Nous nous réjouissions un peu vite car, certes la première mesure présentée par le gouvernement reste encore dans le projet qui sera présenté au Sénat. Mais la seconde a été rejetée par le gouvernement, représenté par le ministre Hervé Novelli, au cours du débat à l'Assemblée.

On peut s'étonner de voir le ministre dont nous pensons qu'il n'est pas étranger à l'amendement quintuplant le plafond Madelin du député Nicolas Forissier en demander le retrait. Déjà, nous avions été surpris de voir cet amendement passer allègrement la barrière de la commission des Finances, car d'après des informations de bonne source, Matignon avait exclu que la LME soit l'occasion d'un fleuve d'amendements fiscaux. Et donc ce retrait n'est qu'une demi-surprise.

Mais certaines interventions laissent également entrevoir que l'amendement Forissier pourrait être réintroduit lors du PLF 2009.
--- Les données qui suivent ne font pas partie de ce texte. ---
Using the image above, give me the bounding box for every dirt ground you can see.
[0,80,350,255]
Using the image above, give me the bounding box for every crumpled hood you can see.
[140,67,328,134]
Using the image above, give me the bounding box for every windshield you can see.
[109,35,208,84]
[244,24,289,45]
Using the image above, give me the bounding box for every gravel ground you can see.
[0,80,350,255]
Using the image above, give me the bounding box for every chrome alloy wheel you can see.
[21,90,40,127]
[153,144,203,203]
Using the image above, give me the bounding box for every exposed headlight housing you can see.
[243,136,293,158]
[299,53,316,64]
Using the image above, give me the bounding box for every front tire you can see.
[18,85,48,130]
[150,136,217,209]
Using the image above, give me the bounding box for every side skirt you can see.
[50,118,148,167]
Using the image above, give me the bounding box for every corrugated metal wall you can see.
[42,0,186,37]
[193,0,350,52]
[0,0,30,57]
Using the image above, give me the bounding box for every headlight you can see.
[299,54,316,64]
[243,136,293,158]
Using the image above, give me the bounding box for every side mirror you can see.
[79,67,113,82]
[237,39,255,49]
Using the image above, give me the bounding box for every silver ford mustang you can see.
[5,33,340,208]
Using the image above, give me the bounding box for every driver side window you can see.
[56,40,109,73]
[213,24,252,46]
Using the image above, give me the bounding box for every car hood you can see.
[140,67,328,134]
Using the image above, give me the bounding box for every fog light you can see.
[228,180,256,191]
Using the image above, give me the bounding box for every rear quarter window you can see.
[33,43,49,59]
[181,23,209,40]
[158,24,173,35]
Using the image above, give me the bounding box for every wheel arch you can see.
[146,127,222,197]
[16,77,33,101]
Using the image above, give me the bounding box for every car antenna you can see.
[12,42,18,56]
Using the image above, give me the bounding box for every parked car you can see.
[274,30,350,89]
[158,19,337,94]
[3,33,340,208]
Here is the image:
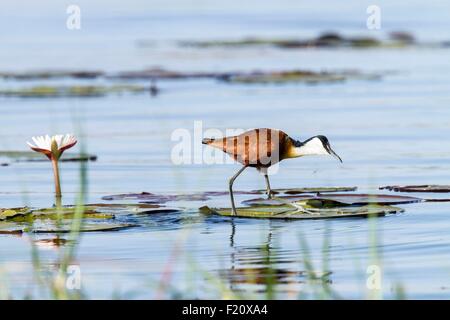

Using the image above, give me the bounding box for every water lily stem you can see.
[52,158,61,201]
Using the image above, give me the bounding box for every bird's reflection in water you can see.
[221,219,331,298]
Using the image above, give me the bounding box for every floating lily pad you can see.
[0,151,97,162]
[177,32,426,49]
[0,84,148,98]
[102,191,260,204]
[0,221,23,235]
[0,207,30,221]
[0,70,104,80]
[220,70,381,84]
[251,187,358,194]
[31,222,137,233]
[200,205,403,219]
[380,184,450,193]
[33,236,71,248]
[0,203,180,234]
[242,193,422,206]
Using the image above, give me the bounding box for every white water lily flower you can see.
[27,134,77,160]
[27,134,77,198]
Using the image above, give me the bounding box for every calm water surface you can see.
[0,0,450,299]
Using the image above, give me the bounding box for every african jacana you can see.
[202,128,342,215]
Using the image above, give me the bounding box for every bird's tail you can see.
[202,138,216,144]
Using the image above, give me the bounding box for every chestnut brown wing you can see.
[211,128,287,167]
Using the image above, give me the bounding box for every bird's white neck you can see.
[292,138,328,157]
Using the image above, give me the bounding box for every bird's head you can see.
[294,135,342,162]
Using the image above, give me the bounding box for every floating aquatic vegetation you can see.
[177,31,447,49]
[255,187,358,194]
[220,70,381,84]
[0,84,149,98]
[380,184,450,193]
[0,203,180,234]
[102,191,261,204]
[0,70,104,80]
[242,193,422,206]
[199,204,403,219]
[0,207,30,221]
[0,151,97,162]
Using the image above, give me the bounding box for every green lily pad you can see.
[242,193,423,206]
[0,221,23,235]
[0,203,180,234]
[200,205,403,219]
[380,184,450,193]
[0,84,148,98]
[251,187,358,194]
[0,207,30,221]
[220,70,381,84]
[31,222,138,233]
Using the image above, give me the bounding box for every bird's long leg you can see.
[264,173,273,199]
[229,166,247,216]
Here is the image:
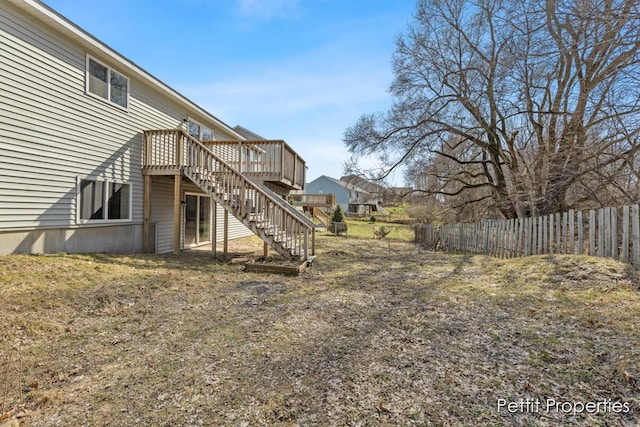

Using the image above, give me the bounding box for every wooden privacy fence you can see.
[415,205,640,266]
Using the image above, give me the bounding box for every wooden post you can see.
[176,130,184,166]
[620,206,629,262]
[211,197,218,259]
[142,175,155,253]
[602,208,611,257]
[536,216,544,255]
[547,214,553,255]
[597,208,604,256]
[222,209,229,255]
[560,212,569,254]
[556,212,562,254]
[567,209,576,254]
[611,208,618,259]
[524,218,531,256]
[631,205,640,267]
[173,175,182,255]
[589,209,596,256]
[578,211,584,255]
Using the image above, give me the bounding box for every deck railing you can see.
[202,140,306,189]
[289,194,336,207]
[143,129,315,257]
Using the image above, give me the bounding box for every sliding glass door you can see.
[184,194,211,247]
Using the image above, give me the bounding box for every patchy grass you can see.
[0,237,640,426]
[338,219,415,242]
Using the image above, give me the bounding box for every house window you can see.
[78,179,131,222]
[188,119,213,141]
[87,56,129,108]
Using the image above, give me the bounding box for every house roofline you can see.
[8,0,245,139]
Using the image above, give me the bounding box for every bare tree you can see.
[344,0,640,218]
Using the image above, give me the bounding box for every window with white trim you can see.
[188,119,214,141]
[86,55,129,108]
[78,179,131,222]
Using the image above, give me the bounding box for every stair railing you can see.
[143,129,315,257]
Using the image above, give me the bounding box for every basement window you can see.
[86,55,129,109]
[78,179,131,222]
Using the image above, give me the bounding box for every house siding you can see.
[305,175,350,212]
[0,2,248,254]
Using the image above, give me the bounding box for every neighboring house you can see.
[340,175,387,199]
[305,175,382,215]
[0,0,313,256]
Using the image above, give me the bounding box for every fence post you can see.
[611,208,618,259]
[567,209,575,254]
[631,205,640,267]
[603,208,611,257]
[589,209,596,256]
[556,213,562,254]
[620,206,629,262]
[549,214,554,255]
[578,211,584,255]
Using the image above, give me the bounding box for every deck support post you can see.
[211,197,218,259]
[142,175,155,253]
[222,209,229,255]
[173,175,182,255]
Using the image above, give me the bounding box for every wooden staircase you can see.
[144,129,315,260]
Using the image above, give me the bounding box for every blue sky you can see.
[44,0,415,185]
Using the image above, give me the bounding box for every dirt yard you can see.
[0,237,640,426]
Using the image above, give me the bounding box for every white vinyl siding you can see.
[0,2,246,254]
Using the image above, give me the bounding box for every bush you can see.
[327,222,347,234]
[327,205,347,234]
[373,225,391,239]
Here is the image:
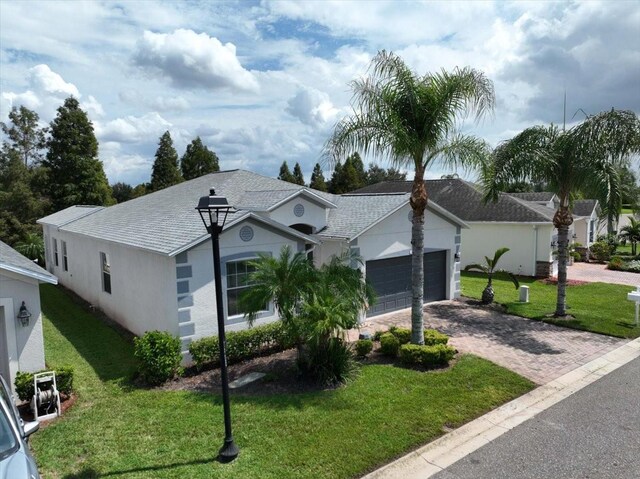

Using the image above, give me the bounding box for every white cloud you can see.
[95,112,172,143]
[286,88,339,126]
[134,28,258,92]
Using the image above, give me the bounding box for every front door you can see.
[0,306,11,383]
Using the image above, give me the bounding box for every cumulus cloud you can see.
[134,29,258,92]
[95,112,171,143]
[286,87,339,126]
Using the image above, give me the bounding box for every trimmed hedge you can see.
[189,321,295,369]
[400,344,456,367]
[13,366,73,401]
[424,329,449,346]
[133,331,183,385]
[380,333,400,357]
[355,339,373,358]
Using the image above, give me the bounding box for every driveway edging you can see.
[363,338,640,479]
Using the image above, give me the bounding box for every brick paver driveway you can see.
[356,300,627,384]
[567,263,640,286]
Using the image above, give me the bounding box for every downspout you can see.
[532,225,538,277]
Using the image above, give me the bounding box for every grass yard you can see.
[32,285,533,479]
[462,272,640,338]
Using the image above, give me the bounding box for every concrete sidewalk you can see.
[364,338,640,479]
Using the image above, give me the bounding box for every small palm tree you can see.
[619,216,640,256]
[464,248,520,304]
[325,50,495,344]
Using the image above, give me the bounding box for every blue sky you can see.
[0,0,640,184]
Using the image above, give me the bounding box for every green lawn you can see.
[462,272,640,338]
[32,285,533,479]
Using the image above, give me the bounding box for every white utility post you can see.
[627,286,640,326]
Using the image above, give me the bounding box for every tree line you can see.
[278,152,407,195]
[0,97,220,249]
Il faut l'espérer car nous voyons les années qui nous séparent de l'échéance 2012 s'écouler sans qu'une réforme fiscale majeure fasse se multiplier les Business Angels.

Certes la déduction ISF-TEPA va injecter plus d'argent dans nos PME et aidera notamment les Business Angels organisés en réseau à faire passer leur mise initiale de 100.000 à 500.000 € ou au million. Mais, malgré les efforts remarquables commis par ceux qui s'y dévouent, les réseaux d'Angels sont incapables d'assurer le financement des 1.500 à 2.000 projets supplémentaires qui nous manquent annuellement.

Partout ailleurs, ce ne sont pas les réseaux qui constituent l'artillerie lourde des financements mais les Business Angels indépendants, ceux qui mettent non pas 10.000 ou 20.000 € dans un projet comme les participants d'un réseau, mais 100.000 €, 200.000 €, 500.000 €.

D'après nos meilleures estimations, ce sont les indépendants qui représentent les 3/4 ou les 4/5ème des financements de démarrage.

Or le défaut de la mesure TEPA comme de l'avantage Madelin est de plafonner la déduction à des niveaux beaucoup trop bas. On ne fait pas de Business Angels avec des plafonds de 66.666 euros (ISF) ou 40.000 euros (Madelin), on encourage surtout à défiscaliser.

C'est une nouvelle bataille qui se prépare pour l'automne, où il nous faudra faire comprendre qu'il existe des niches fiscales, qui coûtent à l'Etat et d'autres qui au contraire lui rapportent, comme l'amendement Forissier, avant même que le premier sou soit déboursé.